Merge pull request #104334 from lobrien/1670266-Pipeline-Conceptual-Table

PRMerger19 · web-flow · commit 7cc689c7b6a0 · 2020-02-14T10:55:19.000-08:00
Update pipelines conceptual article w improved 'what pipeline tech?' table
diff --git a/articles/machine-learning/concept-ml-pipelines.md b/articles/machine-learning/concept-ml-pipelines.md
@@ -35,19 +35,20 @@ Learn how to [create your first pipeline](how-to-create-your-first-pipeline.md).
 
 The Azure cloud provides several other pipelines, each with a different purpose. The following table lists the different pipelines and what they are used for:
 
-| Pipeline | What it does | Canonical pipe |
-| ---- | ---- | ---- |
-| Azure Machine Learning pipelines | Defines reusable machine learning workflows that can be used as a template for your machine learning scenarios. | Data -> model |
-| [Azure Data Factory pipelines](https://docs.microsoft.com/azure/data-factory/concepts-pipelines-activities) | Groups data movement, transformation, and control activities needed to perform a task.  | Data -> data |
-| [Azure Pipelines](https://azure.microsoft.com/services/devops/pipelines/) | Continuous integration and delivery of your application to any platform/any cloud  | Code -> app/service |
+| Scenario | Primary persona | Azure offering | OSS offering | Canonical pipe | Strengths | 
+| -------- | --------------- | -------------- | ------------ | -------------- | --------- | 
+| Model orchestration (Machine learning) | Data scientist | Azure Machine Learning Pipelines | Kubeflow Pipelines | Data -> Model | Distribution, caching, code-first, reuse | 
+| Data orchestration (Data prep) | Data engineer | [Azure Data Factory pipelines](https://docs.microsoft.com/azure/data-factory/concepts-pipelines-activities) | Apache Airflow | Data -> Data | Strongly-typed movement. Data-centric activities. |
+| Code & app orchestration (CI/CD) | App Developer / Ops | [Azure DevOps Pipelines](https://azure.microsoft.com/services/devops/pipelines/) | Jenkins | Code + Model -> App/Service | Most open and flexibile activity support, approval queues, phases with gating | 
+
 
 ## What can Azure ML pipelines do?
 
 An Azure Machine Learning pipeline is an independently executable workflow of a complete machine learning task. Subtasks are encapsulated as a series of steps within the pipeline. An Azure Machine Learning pipeline can be as simple as one that calls a Python script, so _may_ do just about anything. Pipelines _should_ focus on machine learning tasks such as:
 
 + Data preparation including importing, validating and cleaning, munging and transformation, normalization, and staging
 + Training configuration including parameterizing arguments, filepaths, and logging / reporting configurations
-+ Training and validating efficiently and repeatedly, which might include specifying specific data subsets, different hardware compute resources, distributed processing, and progress monitoring
++ Training and validating efficiently and repeatedly. Efficiency might come from specifying specific data subsets, different hardware compute resources, distributed processing, and progress monitoring
 + Deployment, including versioning, scaling, provisioning, and access control 
 
 Independent steps allow multiple data scientists to work on the same pipeline at the same time without over-taxing compute resources. Separate steps also make it easy to use different compute types/sizes for each step.

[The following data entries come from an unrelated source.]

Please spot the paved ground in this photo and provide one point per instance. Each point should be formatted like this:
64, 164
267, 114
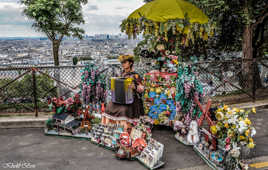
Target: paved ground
58, 153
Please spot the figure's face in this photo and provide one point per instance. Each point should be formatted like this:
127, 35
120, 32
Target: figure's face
126, 65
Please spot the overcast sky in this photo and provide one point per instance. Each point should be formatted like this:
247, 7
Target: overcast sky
101, 16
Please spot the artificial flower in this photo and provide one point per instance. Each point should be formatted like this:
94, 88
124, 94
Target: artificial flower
235, 152
250, 140
233, 126
253, 132
237, 110
247, 121
254, 110
213, 130
242, 137
247, 133
227, 147
219, 116
242, 127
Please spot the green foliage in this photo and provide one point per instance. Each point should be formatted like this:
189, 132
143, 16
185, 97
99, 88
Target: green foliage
232, 17
56, 18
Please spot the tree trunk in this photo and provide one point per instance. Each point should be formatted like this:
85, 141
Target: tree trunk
247, 63
56, 46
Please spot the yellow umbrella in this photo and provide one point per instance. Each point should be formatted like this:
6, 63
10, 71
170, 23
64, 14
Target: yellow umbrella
165, 10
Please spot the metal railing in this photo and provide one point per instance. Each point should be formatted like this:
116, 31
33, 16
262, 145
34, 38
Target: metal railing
26, 89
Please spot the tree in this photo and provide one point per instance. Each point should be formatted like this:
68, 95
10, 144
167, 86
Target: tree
56, 19
241, 26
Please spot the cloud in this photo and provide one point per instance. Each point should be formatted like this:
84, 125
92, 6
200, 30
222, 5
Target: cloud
102, 24
101, 16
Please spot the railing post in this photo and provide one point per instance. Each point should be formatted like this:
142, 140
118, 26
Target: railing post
34, 91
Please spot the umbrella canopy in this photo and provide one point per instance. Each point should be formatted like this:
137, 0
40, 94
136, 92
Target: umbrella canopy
165, 10
158, 17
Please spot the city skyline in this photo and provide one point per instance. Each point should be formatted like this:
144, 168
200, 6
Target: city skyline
101, 17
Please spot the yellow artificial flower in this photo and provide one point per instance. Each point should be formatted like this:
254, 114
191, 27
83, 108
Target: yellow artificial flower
213, 130
254, 110
219, 116
242, 137
247, 121
247, 132
219, 124
251, 145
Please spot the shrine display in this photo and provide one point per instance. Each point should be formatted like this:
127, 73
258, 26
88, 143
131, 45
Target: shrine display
69, 119
106, 136
93, 88
121, 91
189, 92
152, 154
223, 144
159, 97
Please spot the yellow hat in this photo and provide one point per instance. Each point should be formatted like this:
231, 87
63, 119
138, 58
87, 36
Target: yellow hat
123, 58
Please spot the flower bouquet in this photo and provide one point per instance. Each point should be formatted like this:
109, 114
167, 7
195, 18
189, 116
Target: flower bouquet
233, 131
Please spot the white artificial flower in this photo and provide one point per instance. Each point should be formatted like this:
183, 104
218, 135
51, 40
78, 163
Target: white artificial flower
242, 127
253, 132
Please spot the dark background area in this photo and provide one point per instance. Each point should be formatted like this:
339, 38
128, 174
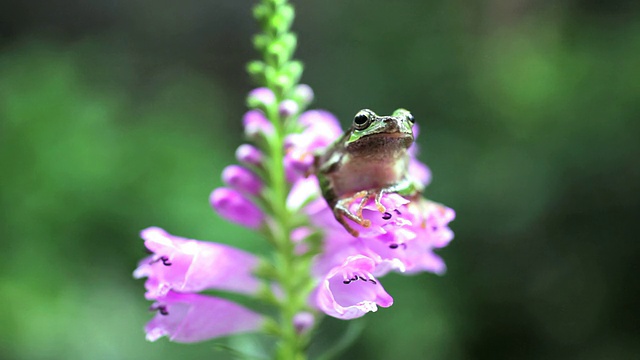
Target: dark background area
118, 115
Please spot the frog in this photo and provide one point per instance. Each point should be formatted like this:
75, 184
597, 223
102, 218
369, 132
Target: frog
369, 160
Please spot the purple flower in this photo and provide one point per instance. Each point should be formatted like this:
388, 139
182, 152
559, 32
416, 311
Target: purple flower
320, 129
242, 179
191, 318
233, 206
186, 265
350, 290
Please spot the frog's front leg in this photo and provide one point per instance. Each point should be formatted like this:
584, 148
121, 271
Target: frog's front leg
342, 211
406, 187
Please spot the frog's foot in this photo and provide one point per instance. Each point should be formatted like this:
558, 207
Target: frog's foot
342, 212
379, 205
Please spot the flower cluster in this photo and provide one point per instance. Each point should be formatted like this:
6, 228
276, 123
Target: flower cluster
343, 270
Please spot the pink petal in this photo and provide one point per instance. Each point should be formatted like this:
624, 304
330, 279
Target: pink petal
185, 265
191, 318
233, 206
349, 291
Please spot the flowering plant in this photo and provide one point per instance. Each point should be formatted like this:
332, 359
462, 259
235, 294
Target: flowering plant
316, 266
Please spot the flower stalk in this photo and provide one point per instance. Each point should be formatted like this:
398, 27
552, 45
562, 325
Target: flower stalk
280, 74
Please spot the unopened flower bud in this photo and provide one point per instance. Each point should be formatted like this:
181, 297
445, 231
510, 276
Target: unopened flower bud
288, 108
249, 154
303, 321
242, 179
233, 206
260, 98
256, 123
303, 94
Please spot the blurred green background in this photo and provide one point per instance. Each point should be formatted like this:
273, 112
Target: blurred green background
116, 115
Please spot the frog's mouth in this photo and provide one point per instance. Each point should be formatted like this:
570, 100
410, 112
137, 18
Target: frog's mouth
390, 134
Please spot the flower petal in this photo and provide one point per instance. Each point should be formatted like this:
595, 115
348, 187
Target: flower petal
349, 291
191, 318
233, 206
189, 266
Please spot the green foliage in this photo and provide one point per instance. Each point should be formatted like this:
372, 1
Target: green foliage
529, 121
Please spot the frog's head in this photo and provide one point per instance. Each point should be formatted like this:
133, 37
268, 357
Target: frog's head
369, 129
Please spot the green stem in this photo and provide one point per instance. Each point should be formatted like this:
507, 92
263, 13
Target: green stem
280, 74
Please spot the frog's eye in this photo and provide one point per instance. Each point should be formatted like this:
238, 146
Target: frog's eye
361, 120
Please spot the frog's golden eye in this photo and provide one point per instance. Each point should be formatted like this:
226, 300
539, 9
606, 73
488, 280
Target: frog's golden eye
361, 121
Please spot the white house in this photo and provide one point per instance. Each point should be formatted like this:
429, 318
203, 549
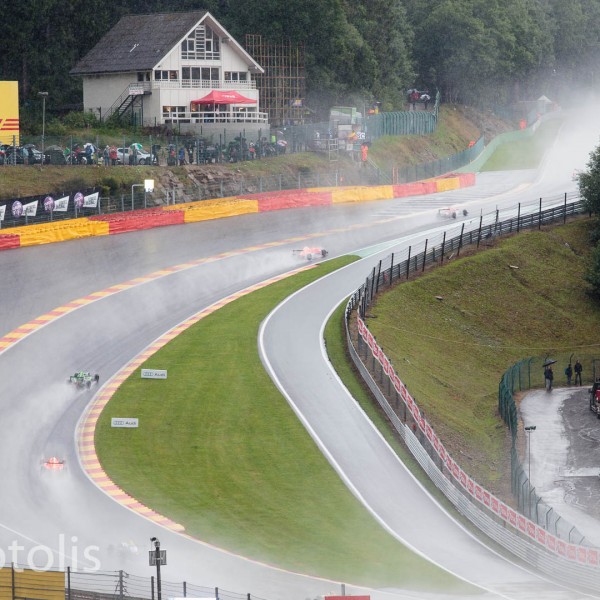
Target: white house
182, 70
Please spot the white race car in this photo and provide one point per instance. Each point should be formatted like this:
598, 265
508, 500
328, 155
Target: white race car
310, 252
451, 212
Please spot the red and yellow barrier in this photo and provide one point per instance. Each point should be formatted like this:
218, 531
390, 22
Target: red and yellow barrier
59, 231
204, 210
139, 219
8, 241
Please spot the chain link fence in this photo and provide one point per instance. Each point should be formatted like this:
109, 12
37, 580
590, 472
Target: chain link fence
533, 530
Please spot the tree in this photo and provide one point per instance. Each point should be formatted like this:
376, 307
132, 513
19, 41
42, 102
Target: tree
589, 182
592, 273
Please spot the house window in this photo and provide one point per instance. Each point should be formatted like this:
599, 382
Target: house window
210, 74
236, 76
165, 75
201, 44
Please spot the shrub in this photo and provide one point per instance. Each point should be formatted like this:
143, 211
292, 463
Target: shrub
592, 274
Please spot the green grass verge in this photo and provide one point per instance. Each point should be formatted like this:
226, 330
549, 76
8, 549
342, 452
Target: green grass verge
220, 451
526, 153
451, 352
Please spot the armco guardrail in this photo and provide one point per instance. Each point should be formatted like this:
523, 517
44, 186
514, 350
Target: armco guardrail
550, 551
17, 581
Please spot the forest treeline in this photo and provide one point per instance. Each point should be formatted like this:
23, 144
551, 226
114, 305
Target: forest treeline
479, 52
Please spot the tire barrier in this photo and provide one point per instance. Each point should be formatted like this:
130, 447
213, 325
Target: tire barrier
204, 210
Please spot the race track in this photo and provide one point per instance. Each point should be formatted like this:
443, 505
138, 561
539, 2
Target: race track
66, 511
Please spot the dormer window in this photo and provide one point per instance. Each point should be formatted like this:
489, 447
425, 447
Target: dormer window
201, 44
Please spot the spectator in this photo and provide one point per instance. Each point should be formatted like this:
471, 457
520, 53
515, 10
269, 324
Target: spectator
569, 373
578, 370
414, 98
364, 153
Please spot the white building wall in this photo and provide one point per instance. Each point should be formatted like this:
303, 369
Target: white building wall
101, 91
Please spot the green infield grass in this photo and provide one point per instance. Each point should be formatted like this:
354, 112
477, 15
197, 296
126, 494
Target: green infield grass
220, 451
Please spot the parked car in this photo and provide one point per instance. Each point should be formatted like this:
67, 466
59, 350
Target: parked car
55, 155
138, 157
23, 155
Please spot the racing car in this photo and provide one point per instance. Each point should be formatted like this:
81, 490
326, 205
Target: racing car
310, 252
83, 379
450, 212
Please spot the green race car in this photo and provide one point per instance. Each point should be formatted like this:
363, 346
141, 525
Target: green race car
83, 379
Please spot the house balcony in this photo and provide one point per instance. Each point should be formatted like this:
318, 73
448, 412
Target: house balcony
219, 116
206, 84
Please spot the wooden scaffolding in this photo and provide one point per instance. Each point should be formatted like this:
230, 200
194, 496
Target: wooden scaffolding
282, 87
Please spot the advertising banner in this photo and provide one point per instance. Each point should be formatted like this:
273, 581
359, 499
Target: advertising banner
91, 201
62, 204
30, 209
9, 112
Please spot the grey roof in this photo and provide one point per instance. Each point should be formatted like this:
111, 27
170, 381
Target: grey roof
137, 42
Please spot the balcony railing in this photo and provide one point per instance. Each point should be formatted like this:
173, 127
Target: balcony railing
207, 84
221, 116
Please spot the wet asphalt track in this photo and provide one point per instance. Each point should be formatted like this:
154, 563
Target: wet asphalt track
39, 415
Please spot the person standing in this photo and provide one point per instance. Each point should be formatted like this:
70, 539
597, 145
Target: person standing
364, 153
549, 376
569, 373
578, 370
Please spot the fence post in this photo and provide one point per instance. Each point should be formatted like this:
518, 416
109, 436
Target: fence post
68, 583
443, 245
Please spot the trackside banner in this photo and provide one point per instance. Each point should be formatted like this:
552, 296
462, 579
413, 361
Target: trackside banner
581, 554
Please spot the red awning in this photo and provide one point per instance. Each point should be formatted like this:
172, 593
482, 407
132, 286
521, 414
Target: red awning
220, 97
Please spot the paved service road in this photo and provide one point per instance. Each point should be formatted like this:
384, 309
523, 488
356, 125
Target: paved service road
40, 413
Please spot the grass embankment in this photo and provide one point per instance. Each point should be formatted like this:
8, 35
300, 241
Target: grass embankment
456, 127
526, 153
452, 352
220, 451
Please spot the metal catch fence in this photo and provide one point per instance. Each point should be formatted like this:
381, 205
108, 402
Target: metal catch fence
534, 532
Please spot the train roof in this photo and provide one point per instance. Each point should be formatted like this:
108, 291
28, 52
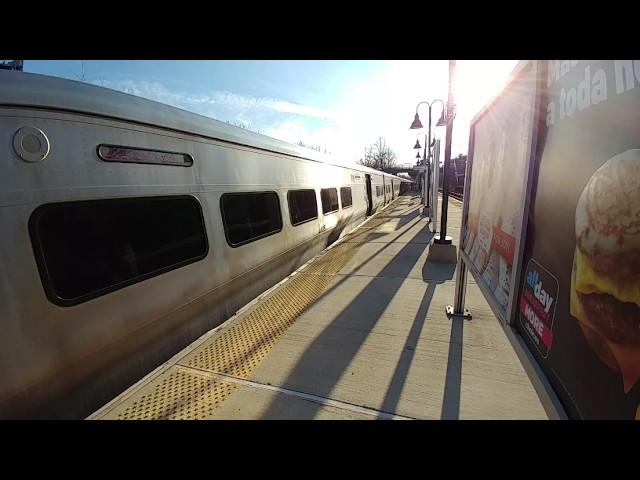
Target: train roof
20, 89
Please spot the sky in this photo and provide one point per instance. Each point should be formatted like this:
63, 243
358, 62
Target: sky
341, 106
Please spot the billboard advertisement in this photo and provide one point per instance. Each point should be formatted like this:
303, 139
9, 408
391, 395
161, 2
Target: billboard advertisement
578, 305
498, 173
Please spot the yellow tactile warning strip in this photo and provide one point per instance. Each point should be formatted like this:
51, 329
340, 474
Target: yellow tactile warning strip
178, 396
237, 349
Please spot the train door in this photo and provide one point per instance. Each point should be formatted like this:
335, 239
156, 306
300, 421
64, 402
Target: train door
369, 197
384, 191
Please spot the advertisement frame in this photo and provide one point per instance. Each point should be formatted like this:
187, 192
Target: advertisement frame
507, 318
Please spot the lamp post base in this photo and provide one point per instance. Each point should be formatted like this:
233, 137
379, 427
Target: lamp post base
447, 240
465, 315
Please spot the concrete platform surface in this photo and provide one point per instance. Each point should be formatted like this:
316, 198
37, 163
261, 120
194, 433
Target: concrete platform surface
358, 333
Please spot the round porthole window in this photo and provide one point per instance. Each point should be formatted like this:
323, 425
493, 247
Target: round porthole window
31, 144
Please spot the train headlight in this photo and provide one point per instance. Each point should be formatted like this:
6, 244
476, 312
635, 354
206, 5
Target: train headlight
31, 144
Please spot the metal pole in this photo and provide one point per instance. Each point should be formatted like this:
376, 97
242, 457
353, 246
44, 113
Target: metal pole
427, 157
444, 240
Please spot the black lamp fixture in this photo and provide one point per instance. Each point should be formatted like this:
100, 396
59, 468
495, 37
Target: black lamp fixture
417, 124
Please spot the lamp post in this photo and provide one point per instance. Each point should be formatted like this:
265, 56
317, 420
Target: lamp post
444, 240
417, 124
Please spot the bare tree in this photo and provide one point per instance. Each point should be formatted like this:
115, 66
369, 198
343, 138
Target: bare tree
379, 155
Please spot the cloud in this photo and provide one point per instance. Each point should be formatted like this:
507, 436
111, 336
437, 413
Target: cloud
380, 105
216, 103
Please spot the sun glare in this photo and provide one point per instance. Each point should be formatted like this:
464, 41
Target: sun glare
478, 81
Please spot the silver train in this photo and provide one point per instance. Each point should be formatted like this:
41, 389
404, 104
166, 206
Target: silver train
129, 228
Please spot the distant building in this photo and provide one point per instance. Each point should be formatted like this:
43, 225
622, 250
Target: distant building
11, 65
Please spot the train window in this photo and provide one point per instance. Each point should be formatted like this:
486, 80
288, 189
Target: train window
89, 248
329, 198
250, 216
345, 196
303, 206
113, 153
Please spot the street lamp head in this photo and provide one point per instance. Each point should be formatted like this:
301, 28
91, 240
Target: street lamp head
416, 123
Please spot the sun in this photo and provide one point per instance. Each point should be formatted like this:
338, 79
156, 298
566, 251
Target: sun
478, 81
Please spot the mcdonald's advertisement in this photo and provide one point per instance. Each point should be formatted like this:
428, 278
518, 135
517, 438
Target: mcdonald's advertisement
579, 292
500, 160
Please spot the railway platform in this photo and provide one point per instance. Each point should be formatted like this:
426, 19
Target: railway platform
359, 332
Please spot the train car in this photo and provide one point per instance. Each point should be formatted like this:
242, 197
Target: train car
129, 228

@@ -64,7 +65,7 @@ In short, all of the complex tasks of the machine learning lifecycle can be help
 
 An Azure ML pipeline performs a complete logical workflow with an ordered sequence of steps. Each step is a discrete processing action. Pipelines run in the context of an Azure Machine Learning [Experiment](https://docs.microsoft.com/python/api/azureml-core/azureml.core.experiment.experiment?view=azure-ml-py).
 
-In the very early stages of an ML project, it's fine to have a single Jupyter notebook or Python script that does all the work of Azure workspace and resource configuration, data preparation, run configuration, training, and validation. But just as functions and classes quickly become preferable to a single imperative block of code, ML workflows quickly become preferable to a monolithic notebook or script. 
+In the early stages of an ML project, it's fine to have a single Jupyter notebook or Python script that does all the work of Azure workspace and resource configuration, data preparation, run configuration, training, and validation. But just as functions and classes quickly become preferable to a single imperative block of code, ML workflows quickly become preferable to a monolithic notebook or script. 
 
 By modularizing ML tasks, pipelines support the Computer Science imperative that a component should "do (only) one thing well." Modularity is clearly vital to project success when programming in teams, but even when working alone, even a small ML project involves separate tasks, each with a good amount of complexity. Tasks include: workspace configuration and data access, data preparation, model definition and configuration, and deployment. While the outputs of one or more tasks form the inputs to another, the exact implementation details of any one task are, at best, irrelevant distractions in the next. At worst, the computational state of one task can cause a bug in another.